How do flies learn and how are their brains influenced by irradiation?
At the moment I am developing an aversion learning assay for the tephritid fruit fly, Bactrocera tryoni. These flies are major agricultural pests in Australia and are being controlled using the Sterile Insect Technique, where flies are irradiated to cause sterility and released outside to mate with wild flies. It is important that irradiatied flies are attractive mates to wild flies. By determining whether we can teach flies to learn to avoid something they are attracted to, we can test the influence of several factors (including irradiation) on fly learning ability. I am also using microCT to examine the effects of irradiation on fly brains.
How does the honey bee colony work and what makes it collapse?
Some of my work investigates how external stressors affect the honey bee colony. To do this, we have investigated how honey bee colonies react to exposure to crops containing neonicotinoid pesticides. This family of pesticide blocks receptors in the honey bee brain, and previous work suggests that bees exposed to these pesticides (at sublethal levels) are mentally impaired. We are examining how neonicotinoids accumulate in the hive (they are present in pollen and nectar), how the bees are affected by them and what effects these pesticides have on the hive as a whole.
A honey bee hive contains a complex society, where everyone has a job. The queen lays eggs, young workers feed and care for brood, and maintain the nest while older workers forage for resources for the colony. In bees that are less social, the queen will physically attack her workers in order to make them work for her. In highly social honey bees, this ‘worker’s contract’ is mediated by pheromones. I wanted to know why workers work for the queen instead of having their own offspring? We found that the queen’s pheromone blend is highly correlated to her mating status, and that when the queen was able to produce lots of brood (workers’ sisters), workers had inactive ovaries and refrained from reproduction. When the queen was potentially less fertile, workers started activating their ovaries, suggesting that when the queen can produce lots of sisters for the workers (and therefore high worker inclusive fitness) it is likely adaptive for workers to work for the queen (Peso, Niño, Grozinger and Barron, Insectes Sociaux, 2012) also see (Peso, Elgar and Barron, Biological Reviews, 2014).

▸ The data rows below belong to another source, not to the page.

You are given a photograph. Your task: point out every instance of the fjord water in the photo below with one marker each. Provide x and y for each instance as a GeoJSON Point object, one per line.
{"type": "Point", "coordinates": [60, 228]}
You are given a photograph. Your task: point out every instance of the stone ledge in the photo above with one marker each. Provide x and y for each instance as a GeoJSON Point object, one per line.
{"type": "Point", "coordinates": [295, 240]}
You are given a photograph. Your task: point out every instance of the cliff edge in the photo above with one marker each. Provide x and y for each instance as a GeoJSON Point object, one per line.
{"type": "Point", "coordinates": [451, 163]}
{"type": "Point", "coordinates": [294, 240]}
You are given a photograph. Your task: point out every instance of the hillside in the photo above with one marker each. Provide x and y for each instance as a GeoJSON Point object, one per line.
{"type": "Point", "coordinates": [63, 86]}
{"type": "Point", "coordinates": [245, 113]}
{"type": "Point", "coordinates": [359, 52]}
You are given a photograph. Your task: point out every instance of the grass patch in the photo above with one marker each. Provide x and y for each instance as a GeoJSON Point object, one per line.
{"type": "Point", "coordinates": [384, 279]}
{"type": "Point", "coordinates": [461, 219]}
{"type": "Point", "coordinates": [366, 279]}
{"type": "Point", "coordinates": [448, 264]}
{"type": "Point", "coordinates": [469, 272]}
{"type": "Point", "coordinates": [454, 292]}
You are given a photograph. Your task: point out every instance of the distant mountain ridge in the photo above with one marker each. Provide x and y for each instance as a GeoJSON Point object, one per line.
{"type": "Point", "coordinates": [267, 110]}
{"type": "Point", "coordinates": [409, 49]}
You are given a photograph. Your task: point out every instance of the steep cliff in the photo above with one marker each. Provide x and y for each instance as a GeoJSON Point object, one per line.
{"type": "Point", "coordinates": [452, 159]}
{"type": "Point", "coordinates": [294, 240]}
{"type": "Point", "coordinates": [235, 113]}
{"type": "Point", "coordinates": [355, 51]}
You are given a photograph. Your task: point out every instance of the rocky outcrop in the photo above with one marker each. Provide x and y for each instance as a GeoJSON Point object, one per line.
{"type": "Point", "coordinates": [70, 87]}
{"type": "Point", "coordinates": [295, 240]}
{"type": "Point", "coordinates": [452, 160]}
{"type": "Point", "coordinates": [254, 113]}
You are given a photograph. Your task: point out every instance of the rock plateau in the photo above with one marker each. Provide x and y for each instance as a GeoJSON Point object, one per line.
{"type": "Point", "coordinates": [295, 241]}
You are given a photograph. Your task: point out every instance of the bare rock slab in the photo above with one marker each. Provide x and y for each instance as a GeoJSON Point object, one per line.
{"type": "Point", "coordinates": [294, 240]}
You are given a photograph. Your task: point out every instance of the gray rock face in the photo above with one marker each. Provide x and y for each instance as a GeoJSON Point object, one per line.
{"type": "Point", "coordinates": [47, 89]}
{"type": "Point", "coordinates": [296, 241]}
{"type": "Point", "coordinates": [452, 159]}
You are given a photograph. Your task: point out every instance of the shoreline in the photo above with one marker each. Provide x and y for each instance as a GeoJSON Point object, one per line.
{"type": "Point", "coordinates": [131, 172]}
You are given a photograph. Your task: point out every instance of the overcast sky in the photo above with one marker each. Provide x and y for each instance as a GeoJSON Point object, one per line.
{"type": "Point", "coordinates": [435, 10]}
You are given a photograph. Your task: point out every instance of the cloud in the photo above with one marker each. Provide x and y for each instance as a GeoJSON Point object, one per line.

Then I asked what happens in a bee hive when the queen is no longer present? We found that without the queen and her pheromone, individual workers lay eggs, forage, and maintain and defend the nest, losing the specialisation observed in colonies with a queen. This ‘jack of all trades’ honey bee worker state resembles those of their likely ancestors, communal bees, that share living space, but engage in their own reproduction (Naeger, Peso, Even, Barron and Robinson, Current Biology, 2013). This story has another chapter in which we investigate what is going on in the brains of these queenless worker honey bees (Peso, Even, Søvik, Naeger, Robinson and Barron, Journal of Comparative Physiology A, 2016).
As developing brood emits a pheromone in the hive as well, I wanted to know how adding supplementary brood pheromone to colonies in different stages of growth would affect foraging and colony growth (Peso and Barron, Apidologie, 2014). The answer is it’s complicated, but you can read my paper to find out more.
Signalling by waving: how male fiddler crabs attract the ladies
Above left: male Uca mjoebergi fiddler crab. Above right: a female Uca mjoebergi laden with eggs. (Photo credits: Wil Splinter)
The fiddler crab, U. mjoebergi lives in densely-populated patches on the mudflats of Darwin, Australia. In these patches, females wander across the mudflats, looking for mates. Males wave their large, yellow claw madly signalling to try and capture the attention of wandering females. But females are picky, and can reject up to 13 males before choosing a mate (Reaney and Backwell 2007). Females generally like males with big claws and fast waves (Reaney 2009), but when we presented females with robotic crabs of different claw sizes and wave rates, we found that at a distance, the preference disappears (Peso, Telford and Backwell, Animal Behaviour, 2014). Also, we found that females only preferentially choose males with big claws and fast waves when the choices were adjacent to each other, and only when the female was released relatively close to the simulated males (Peso, Telford and Backwell, Animal Behaviour, 2014). Taken together, these results suggest that the claw size and wave rate matters when the female relatively close to the male and when she can compare waving males directly within her field of view.
Signalling nest membership in the carpenter bee, Xylocopa virginica
X. virginica are facultatively eusocal, meaning that a female can establish a nest alone, or share nest space with other females (presumably her sisters). I wanted to know if, somehow, both males and females can distinguish members of their own nest from non-nestmates, turns out they can (Peso and Richards, Animal Behaviour, 2010) despite the fact that nest membership changes frequently (Peso and Richards, Insectes Sociaux, 2011)!